Sus compañeros de piso también aguardaban la hora cero. Todos estaban condenados  a la pena capital y, según insiste, conoció a varios inocentes.  Durante su presidio algunos de los convictos le enseñaron inglés.

“Cada semana ejecutaban a alguno. A muchos los aprecié.  Me contaban lo más íntimo y yo a ellos. Aprendí a amarlos. Pero en algún momento se los llevaban. Minutos después veía las luces parpadear por la activación de la silla eléctrica. Escuchaba ese horrible ruido de la electricidad que aún tengo en mi cabeza. Nunca lo olvido”.

Otras veces sus compañeros se suicidaban. “Veía a guardias cargar con alguno que se había ahorcado. Yo lo pensé. Estuve a punto de hacerlo”.

Juan Roberto Meléndez
Meléndez se ha convertido en un activista que lucha por la abolición de la pena capital.

Con bolsas de plástico, Juan confeccionó una soga. “Los demonios me decían: no pases por esto.

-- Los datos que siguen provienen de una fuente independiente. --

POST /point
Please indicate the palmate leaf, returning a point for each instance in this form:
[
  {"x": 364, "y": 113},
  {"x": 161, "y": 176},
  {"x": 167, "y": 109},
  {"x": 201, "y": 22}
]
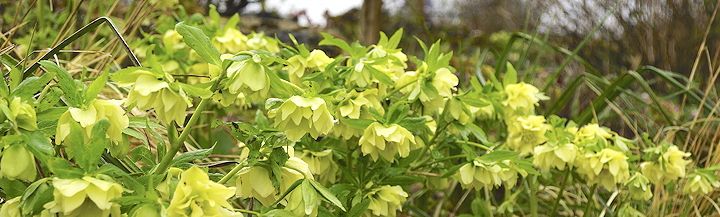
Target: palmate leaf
[
  {"x": 198, "y": 41},
  {"x": 66, "y": 82}
]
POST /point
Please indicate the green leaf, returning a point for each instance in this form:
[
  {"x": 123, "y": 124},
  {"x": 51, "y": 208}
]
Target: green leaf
[
  {"x": 510, "y": 75},
  {"x": 358, "y": 123},
  {"x": 134, "y": 133},
  {"x": 382, "y": 77},
  {"x": 87, "y": 155},
  {"x": 36, "y": 195},
  {"x": 497, "y": 156},
  {"x": 191, "y": 156},
  {"x": 94, "y": 89},
  {"x": 327, "y": 194},
  {"x": 452, "y": 170},
  {"x": 292, "y": 187},
  {"x": 12, "y": 188},
  {"x": 66, "y": 82},
  {"x": 402, "y": 180},
  {"x": 143, "y": 154},
  {"x": 358, "y": 209},
  {"x": 194, "y": 90},
  {"x": 39, "y": 145},
  {"x": 63, "y": 169},
  {"x": 310, "y": 196},
  {"x": 413, "y": 123},
  {"x": 142, "y": 122},
  {"x": 198, "y": 41}
]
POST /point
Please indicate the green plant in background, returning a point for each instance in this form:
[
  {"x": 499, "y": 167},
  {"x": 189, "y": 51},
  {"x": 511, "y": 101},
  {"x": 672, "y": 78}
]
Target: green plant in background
[{"x": 355, "y": 135}]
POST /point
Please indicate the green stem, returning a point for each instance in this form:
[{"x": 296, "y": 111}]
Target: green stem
[
  {"x": 177, "y": 144},
  {"x": 533, "y": 184},
  {"x": 560, "y": 193},
  {"x": 248, "y": 212},
  {"x": 232, "y": 172},
  {"x": 589, "y": 196}
]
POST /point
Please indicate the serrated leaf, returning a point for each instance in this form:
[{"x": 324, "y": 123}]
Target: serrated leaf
[
  {"x": 327, "y": 194},
  {"x": 198, "y": 41},
  {"x": 63, "y": 169},
  {"x": 87, "y": 155},
  {"x": 96, "y": 86},
  {"x": 191, "y": 156},
  {"x": 358, "y": 209},
  {"x": 361, "y": 124},
  {"x": 36, "y": 195},
  {"x": 66, "y": 82},
  {"x": 39, "y": 145}
]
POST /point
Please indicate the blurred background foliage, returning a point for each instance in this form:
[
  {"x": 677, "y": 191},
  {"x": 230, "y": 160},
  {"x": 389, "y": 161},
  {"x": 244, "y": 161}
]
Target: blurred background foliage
[{"x": 636, "y": 66}]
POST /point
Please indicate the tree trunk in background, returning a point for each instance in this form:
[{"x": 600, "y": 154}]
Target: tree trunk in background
[{"x": 370, "y": 21}]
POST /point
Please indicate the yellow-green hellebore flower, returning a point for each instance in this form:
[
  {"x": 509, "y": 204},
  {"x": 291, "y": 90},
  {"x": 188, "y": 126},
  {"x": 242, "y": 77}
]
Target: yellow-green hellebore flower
[
  {"x": 321, "y": 164},
  {"x": 458, "y": 110},
  {"x": 151, "y": 92},
  {"x": 360, "y": 76},
  {"x": 385, "y": 201},
  {"x": 11, "y": 208},
  {"x": 443, "y": 83},
  {"x": 232, "y": 41},
  {"x": 697, "y": 184},
  {"x": 249, "y": 77},
  {"x": 396, "y": 65},
  {"x": 197, "y": 195},
  {"x": 357, "y": 104},
  {"x": 299, "y": 65},
  {"x": 387, "y": 141},
  {"x": 255, "y": 182},
  {"x": 552, "y": 155},
  {"x": 524, "y": 133},
  {"x": 299, "y": 115},
  {"x": 669, "y": 167},
  {"x": 592, "y": 134},
  {"x": 522, "y": 97},
  {"x": 479, "y": 174},
  {"x": 607, "y": 167},
  {"x": 24, "y": 114},
  {"x": 303, "y": 201},
  {"x": 149, "y": 210},
  {"x": 639, "y": 187},
  {"x": 17, "y": 163},
  {"x": 84, "y": 197},
  {"x": 97, "y": 109},
  {"x": 486, "y": 112}
]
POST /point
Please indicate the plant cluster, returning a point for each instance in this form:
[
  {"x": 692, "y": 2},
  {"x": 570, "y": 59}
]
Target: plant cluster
[{"x": 352, "y": 135}]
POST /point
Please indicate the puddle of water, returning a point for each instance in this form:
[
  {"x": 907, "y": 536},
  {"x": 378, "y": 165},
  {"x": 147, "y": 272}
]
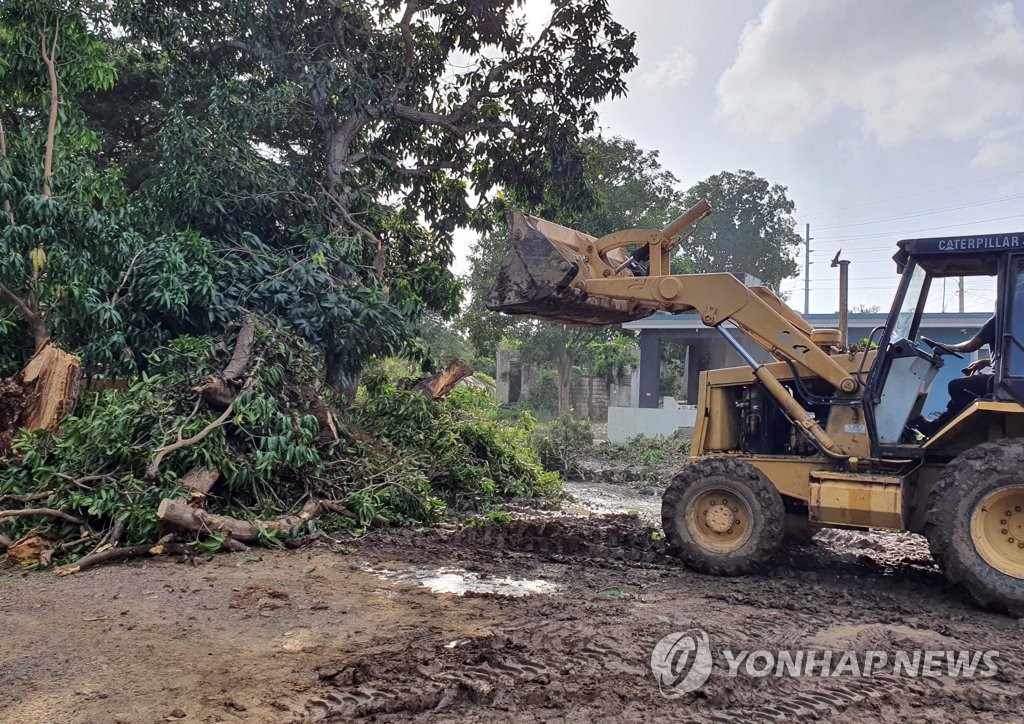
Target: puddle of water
[{"x": 461, "y": 582}]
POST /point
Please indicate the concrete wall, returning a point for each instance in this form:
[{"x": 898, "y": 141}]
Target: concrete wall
[
  {"x": 627, "y": 423},
  {"x": 589, "y": 396}
]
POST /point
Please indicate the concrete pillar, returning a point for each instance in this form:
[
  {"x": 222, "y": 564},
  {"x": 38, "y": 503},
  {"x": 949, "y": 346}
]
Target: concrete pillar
[
  {"x": 650, "y": 368},
  {"x": 503, "y": 377}
]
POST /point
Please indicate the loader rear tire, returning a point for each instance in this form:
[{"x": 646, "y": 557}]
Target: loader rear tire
[
  {"x": 975, "y": 523},
  {"x": 723, "y": 516}
]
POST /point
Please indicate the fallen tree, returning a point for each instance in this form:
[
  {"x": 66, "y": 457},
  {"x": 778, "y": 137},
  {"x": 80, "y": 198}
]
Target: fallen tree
[
  {"x": 282, "y": 459},
  {"x": 40, "y": 396}
]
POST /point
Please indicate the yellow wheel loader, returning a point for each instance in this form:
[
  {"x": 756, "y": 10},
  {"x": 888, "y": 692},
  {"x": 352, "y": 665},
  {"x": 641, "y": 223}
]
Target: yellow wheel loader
[{"x": 822, "y": 434}]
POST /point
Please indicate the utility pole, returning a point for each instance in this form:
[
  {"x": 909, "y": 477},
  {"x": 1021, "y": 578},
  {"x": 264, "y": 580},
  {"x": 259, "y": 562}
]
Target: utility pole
[
  {"x": 807, "y": 269},
  {"x": 844, "y": 296}
]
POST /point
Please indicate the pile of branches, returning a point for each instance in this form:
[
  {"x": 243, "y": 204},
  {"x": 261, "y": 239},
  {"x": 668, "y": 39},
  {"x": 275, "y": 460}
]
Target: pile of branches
[{"x": 225, "y": 443}]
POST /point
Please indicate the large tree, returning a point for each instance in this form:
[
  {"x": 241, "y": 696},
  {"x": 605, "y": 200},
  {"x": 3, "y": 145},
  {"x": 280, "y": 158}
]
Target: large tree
[
  {"x": 74, "y": 266},
  {"x": 751, "y": 230},
  {"x": 331, "y": 148},
  {"x": 631, "y": 189}
]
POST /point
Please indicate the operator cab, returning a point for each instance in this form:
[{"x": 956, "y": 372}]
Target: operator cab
[{"x": 906, "y": 363}]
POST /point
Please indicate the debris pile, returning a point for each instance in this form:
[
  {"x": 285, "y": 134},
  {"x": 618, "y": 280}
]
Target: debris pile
[{"x": 224, "y": 443}]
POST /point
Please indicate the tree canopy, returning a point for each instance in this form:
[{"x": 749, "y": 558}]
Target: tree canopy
[
  {"x": 751, "y": 230},
  {"x": 304, "y": 161}
]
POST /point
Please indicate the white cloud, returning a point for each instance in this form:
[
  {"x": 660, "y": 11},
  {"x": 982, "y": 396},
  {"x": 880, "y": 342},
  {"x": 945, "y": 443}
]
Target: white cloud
[
  {"x": 674, "y": 71},
  {"x": 945, "y": 69}
]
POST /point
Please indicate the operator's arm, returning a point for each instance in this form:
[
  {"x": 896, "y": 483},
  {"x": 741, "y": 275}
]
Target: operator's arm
[{"x": 986, "y": 335}]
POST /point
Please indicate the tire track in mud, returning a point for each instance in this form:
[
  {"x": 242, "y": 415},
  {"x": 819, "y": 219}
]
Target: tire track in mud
[
  {"x": 485, "y": 672},
  {"x": 561, "y": 654}
]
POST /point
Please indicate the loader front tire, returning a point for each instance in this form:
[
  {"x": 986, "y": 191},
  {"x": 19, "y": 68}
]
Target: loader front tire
[
  {"x": 723, "y": 516},
  {"x": 975, "y": 523}
]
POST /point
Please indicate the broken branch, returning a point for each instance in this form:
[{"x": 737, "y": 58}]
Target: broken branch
[
  {"x": 182, "y": 515},
  {"x": 166, "y": 546},
  {"x": 27, "y": 498},
  {"x": 151, "y": 472},
  {"x": 42, "y": 513},
  {"x": 51, "y": 128}
]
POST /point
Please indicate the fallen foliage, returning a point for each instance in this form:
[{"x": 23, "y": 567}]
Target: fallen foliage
[{"x": 254, "y": 451}]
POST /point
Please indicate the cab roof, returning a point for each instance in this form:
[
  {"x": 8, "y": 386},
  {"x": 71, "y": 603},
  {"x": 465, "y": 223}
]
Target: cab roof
[{"x": 953, "y": 256}]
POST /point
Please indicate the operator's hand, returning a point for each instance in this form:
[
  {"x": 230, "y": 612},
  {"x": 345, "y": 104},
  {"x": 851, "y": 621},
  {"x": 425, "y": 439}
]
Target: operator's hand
[{"x": 976, "y": 367}]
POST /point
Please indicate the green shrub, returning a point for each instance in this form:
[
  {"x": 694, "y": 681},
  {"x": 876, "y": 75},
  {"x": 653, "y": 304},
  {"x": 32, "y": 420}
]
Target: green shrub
[
  {"x": 399, "y": 458},
  {"x": 560, "y": 442}
]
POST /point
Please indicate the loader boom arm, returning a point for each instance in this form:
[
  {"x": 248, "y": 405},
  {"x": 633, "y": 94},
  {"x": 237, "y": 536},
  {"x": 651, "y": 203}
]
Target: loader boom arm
[{"x": 722, "y": 297}]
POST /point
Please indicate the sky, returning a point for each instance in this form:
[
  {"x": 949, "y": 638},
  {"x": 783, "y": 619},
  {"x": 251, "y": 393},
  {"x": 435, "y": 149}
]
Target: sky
[{"x": 885, "y": 119}]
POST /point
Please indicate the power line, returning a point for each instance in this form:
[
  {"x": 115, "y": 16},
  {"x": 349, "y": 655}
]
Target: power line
[
  {"x": 912, "y": 196},
  {"x": 841, "y": 240},
  {"x": 927, "y": 213}
]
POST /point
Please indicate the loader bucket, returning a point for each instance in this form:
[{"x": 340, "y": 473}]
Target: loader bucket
[{"x": 543, "y": 274}]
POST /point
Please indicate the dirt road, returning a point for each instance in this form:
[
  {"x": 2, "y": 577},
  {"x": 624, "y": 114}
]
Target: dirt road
[{"x": 561, "y": 631}]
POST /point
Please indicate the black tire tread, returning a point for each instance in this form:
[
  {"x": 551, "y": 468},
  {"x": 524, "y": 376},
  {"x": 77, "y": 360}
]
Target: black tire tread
[
  {"x": 950, "y": 546},
  {"x": 765, "y": 496}
]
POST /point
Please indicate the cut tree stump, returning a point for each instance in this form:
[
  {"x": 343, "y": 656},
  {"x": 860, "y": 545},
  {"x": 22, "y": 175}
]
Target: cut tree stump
[
  {"x": 200, "y": 480},
  {"x": 436, "y": 386},
  {"x": 40, "y": 396},
  {"x": 52, "y": 377}
]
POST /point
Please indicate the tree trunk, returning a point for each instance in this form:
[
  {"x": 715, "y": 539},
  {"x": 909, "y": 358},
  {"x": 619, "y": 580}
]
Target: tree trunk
[{"x": 564, "y": 365}]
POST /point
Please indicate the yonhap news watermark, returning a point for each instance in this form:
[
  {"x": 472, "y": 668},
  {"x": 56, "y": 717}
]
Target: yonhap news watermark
[{"x": 682, "y": 662}]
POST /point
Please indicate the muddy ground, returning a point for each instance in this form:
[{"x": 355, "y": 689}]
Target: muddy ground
[{"x": 568, "y": 608}]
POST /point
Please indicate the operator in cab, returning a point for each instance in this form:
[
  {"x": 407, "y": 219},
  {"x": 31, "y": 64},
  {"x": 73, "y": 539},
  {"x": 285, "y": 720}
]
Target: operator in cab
[{"x": 965, "y": 390}]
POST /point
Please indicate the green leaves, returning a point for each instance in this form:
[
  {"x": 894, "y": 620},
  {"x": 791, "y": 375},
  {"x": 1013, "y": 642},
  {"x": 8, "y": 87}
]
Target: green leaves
[{"x": 751, "y": 230}]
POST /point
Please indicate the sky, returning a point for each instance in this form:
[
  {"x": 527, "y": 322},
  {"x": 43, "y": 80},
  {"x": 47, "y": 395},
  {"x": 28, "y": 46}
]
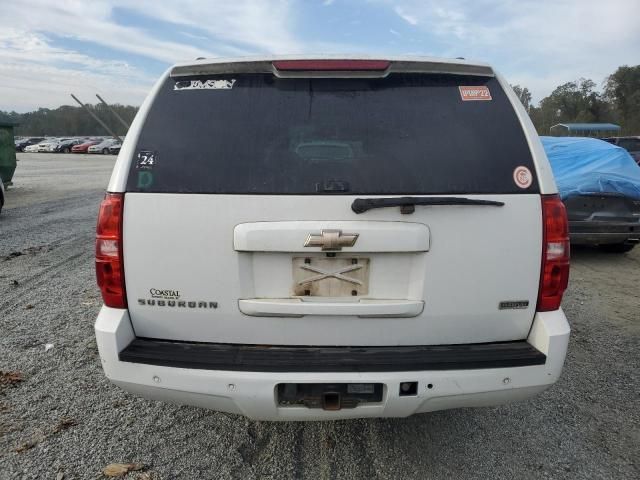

Tú sabes que eres inocente. Mejor cuélgate. Así serás libre”.

“Quise soñar, antes de quitarme la vida”

Antes de terminar de una vez y para siempre con ese sufrimiento, prefirió dormir. “Soñé que estaba en mi isla. Veía el mar, más azul y cristalino. Una playa hermosa, yo nadaba entre delfines. En la orilla había una mujer feliz mirándome. Me sonrió; era mi mamá. Desperté y en la celda olía a agua de mar. Rompí en llanto, decidí no morir”.

Meléndez esperaba un milagro. “Le pedía a Dios que todo se aclarara, y al final se dio, pero se cogió mucho tiempo para cumplirlo”. A inicios de 2002 se conoció la verdad del caso. El homicida había dejado una grabación con su confesión del crimen del estilista. Juan Roberto fue exonerado luego de 6.446 días, casi 18 años tras las rejas y a punto de ser ejecutado.

“¡Meléndez! ¿No sabes lo que pasa?, vas a salir de aquí”, le dijeron en la prisión. El 31 de enero de 2002 fue liberado. Al tiempo de ver el horizonte, se encontró con varios periodistas que le preguntaron qué haría ahora, a lo que respondió: “Quiero ver el cielo, la luna y sus estrellas. Quiero caminar descalzo en la tierra. Quiero jugar como un niño y hablar con una mujer hermosa”.

La justicia sólo lo indemnizó con 100 dólares. Fue a Puerto Rico, quiso abrazar a su mamá, quien desde la distancia lo mantuvo vivo. Se encontró con una mujer triste y desolada.

“Fui el preso número 99 que en la historia salió exonerado de la condena capital. Si Dios me dio permiso para vivir fue para entregarme una misión más: luchar para abolir la pena de muerte”, aseguró.

En una década ha viajado por casi todo Estados Unidos y por 13 países en Europa como activista que clama para abolir el castigo máximo.

“Es un proceso. Con el tiempo las personas entenderán que esta sentencia es racista, es cruel, implica muchos riesgos y comete muchos errores”, agregó.

Meléndez tuvo una nueva oportunidad,  que para él fue un segundo nacimiento. Está casado con una mujer hermosa, como lo prometió; contempla de cerca la luna y las estrellas cada noche, y disfruta su libertad persiguiendo una causa; evitar que la pesadilla que vivió la padezcan más inocentes en las cárceles estadounidenses.